Staging Pull vs. Staging Push
As described above, Staged ingestion involves an intermediate environment that mounts Delphix storage over the network for persistent storage (rather than locally-attached, physical storage) upon which the source database is reconstructed or prepared.
There are two forms of Staged ingestion:
Staging Pull
Staging Push
The distinction between the two hinges on whether or not Delphix Continuous Data performs the steps to prepare the data contents in the staging dataset.
Staging Pull: Delphix Continuous Data performs the preparation and reconstruction (e.g. database restore/roll forward or replication configuration).
The process is entirely under the control of Delphix and cannot be modified nor substantially customized by the user. The benefit is that the heavy lifting to prepare the data on the staging host is automated and entirely taken care of by Delphix, simplifying the operational steps for the user. The downside is that the process is hard-coded and cannot be customized or modified, nor integrated with other third-party applications (like various Enterprise Backup solutions). This approach typically results in a logically identical copy of the pristine production data.
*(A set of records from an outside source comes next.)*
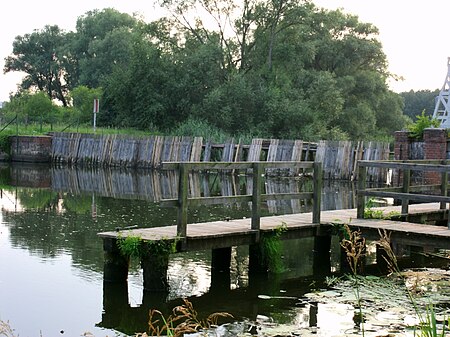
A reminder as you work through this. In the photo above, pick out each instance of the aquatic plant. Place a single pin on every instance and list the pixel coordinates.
(427, 321)
(371, 213)
(134, 246)
(354, 246)
(272, 249)
(184, 319)
(130, 246)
Staging Push: The user, outside of Delphix Continuous Data, performs the steps of data preparation and reconstruction.
The user can tailor and customize the process, integrate with third-party tools, and is free to create the data contents however they wish. This approach is wide-open and can be performed however the user prefers, as long as the outcome results in a valid dataset (as determined by the corresponding DBMS) at the time that a dSource snapshot is taken in Delphix Continuous Data.
This approach is infinitely more flexible, in exchange for increased responsibilities placed upon the user. This approach can produce logically identical contents of the pristine source data, but also offers flexibility to filter, modify, or reorganize the data so that it is not logically identical to the original source.
Provisioning
After the data source has been successfully ingested into Delphix Continuous Data Engine and represented internally as a dSource, it can be provisioned as a virtual database (VDB). VDBs are deployed onto a target environment and leverage the binaries and resources that are made available.
Once the VDB is running, a wide array of functionality is made available to it, such as refreshing it back to the latest dSource’s snapshot, snapshotting a new branch of the dataset, or sharing it with team members. Then, when no longer needed, the virtual database can be destroyed and resources are instantly reclaimed in the target environment. Delphix Continuous Data Engine’s virtualization capabilities drastically lower the effort required to manage datasets.
In advanced scenarios, virtual database management might be required to offload target environments or share datasets with other engines. For example, the migrate capability allows administrators to move the VDB from one target environment to another. This is particularly helpful if a target environment is overloaded or the end user is in a different region or zone.
Similarly, a virtual database can be copied to other engines through the process of Replication. In this scenario, the replica is a read-only virtual database in which other virtual databases can be provisioned from where the dSource is not directly available. This is valuable when combined with Delphix’s Continuous Compliance’s masking and production and non-production zones. In these scenarios, a masked virtual database is provisioned in production and then replicated over to the non-production zone to eliminate data leak risk. It is also broadly helpful to organize engines and limit access to certain datasets.